Free Online Mandolin Tuner

Standard · G D A E Mic or drone Chromatic No login

Tune up

Tune your mandolin right here

Jam Trainer's chromatic tuner listens through your mic and shows how sharp or flat each course is — or play the built-in drone and tune by ear. Pick the mandolin preset and you're set.

Open the free tuner → Opens the Jam Trainer tuner · no login

Standard mandolin tuning (G D A E)

G4th (low)
D3rd
A2nd
E1st (high)

Same notes as a fiddle. Each pair of strings (a "course") is tuned to the same note, low to high: G, D, A, E — a fifth apart.

How to tune a mandolin

A mandolin has eight strings in four courses — pairs tuned to the same pitch. From low to high the courses are G D A E, the same as a violin, and each course is a perfect fifth above the last.

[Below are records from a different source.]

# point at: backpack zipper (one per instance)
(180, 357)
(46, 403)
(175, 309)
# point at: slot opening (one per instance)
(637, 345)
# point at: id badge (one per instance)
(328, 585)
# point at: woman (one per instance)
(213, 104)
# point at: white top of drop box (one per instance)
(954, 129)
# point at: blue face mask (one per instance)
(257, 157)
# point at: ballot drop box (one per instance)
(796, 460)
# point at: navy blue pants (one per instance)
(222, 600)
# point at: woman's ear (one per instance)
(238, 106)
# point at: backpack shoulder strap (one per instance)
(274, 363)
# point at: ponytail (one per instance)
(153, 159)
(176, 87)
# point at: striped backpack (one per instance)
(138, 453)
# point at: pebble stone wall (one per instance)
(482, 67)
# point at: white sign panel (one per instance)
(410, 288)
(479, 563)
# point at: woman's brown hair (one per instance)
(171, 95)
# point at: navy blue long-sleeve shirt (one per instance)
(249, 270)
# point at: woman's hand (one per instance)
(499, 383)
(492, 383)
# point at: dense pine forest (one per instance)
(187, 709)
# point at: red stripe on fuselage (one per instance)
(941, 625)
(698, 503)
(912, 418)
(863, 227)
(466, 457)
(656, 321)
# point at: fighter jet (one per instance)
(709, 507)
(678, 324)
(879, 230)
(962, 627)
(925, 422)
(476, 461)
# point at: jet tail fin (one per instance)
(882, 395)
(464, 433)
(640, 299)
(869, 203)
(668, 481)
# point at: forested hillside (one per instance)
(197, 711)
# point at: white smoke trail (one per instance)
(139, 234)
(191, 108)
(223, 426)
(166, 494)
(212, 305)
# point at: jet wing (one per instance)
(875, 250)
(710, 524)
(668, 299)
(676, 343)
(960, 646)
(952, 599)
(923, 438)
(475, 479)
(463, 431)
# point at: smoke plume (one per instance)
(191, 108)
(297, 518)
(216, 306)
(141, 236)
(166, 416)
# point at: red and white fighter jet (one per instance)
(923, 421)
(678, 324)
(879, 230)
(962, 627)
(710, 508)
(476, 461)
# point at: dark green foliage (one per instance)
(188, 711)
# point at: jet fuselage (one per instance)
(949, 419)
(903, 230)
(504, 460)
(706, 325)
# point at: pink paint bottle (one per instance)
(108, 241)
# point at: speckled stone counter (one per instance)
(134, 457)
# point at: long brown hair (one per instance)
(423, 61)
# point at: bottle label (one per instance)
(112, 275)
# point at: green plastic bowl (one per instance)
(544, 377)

  1. Open the tuner and choose the mandolin preset.
  2. Tune the two strings in each course one at a time, so you can hear each one clearly.
  3. Pluck a string; the tuner shows whether it's sharp or flat. Turn the peg until the needle centers on the note.
  4. Then match its partner string to it by ear — when the two stop "beating" against each other, the course is in tune.

Tuning the pairs by ear

The trickiest part of a mandolin is getting each pair perfectly matched, because two slightly-off strings sound sour even when the tuner says each one is close. So after you set the first string of a course with the needle, tune its partner to it by ear and listen for the wavering to disappear. The drone helps here too — hold the target note and match both strings to it.

Keeping it in tune at a jam

New strings and temperature swings pull a mandolin out of tune fast, so it's worth a quick check between tunes. However, once you've done it a few times with the tuner, your ear starts to catch a flat course on its own — which is the whole point of practicing with a reference pitch.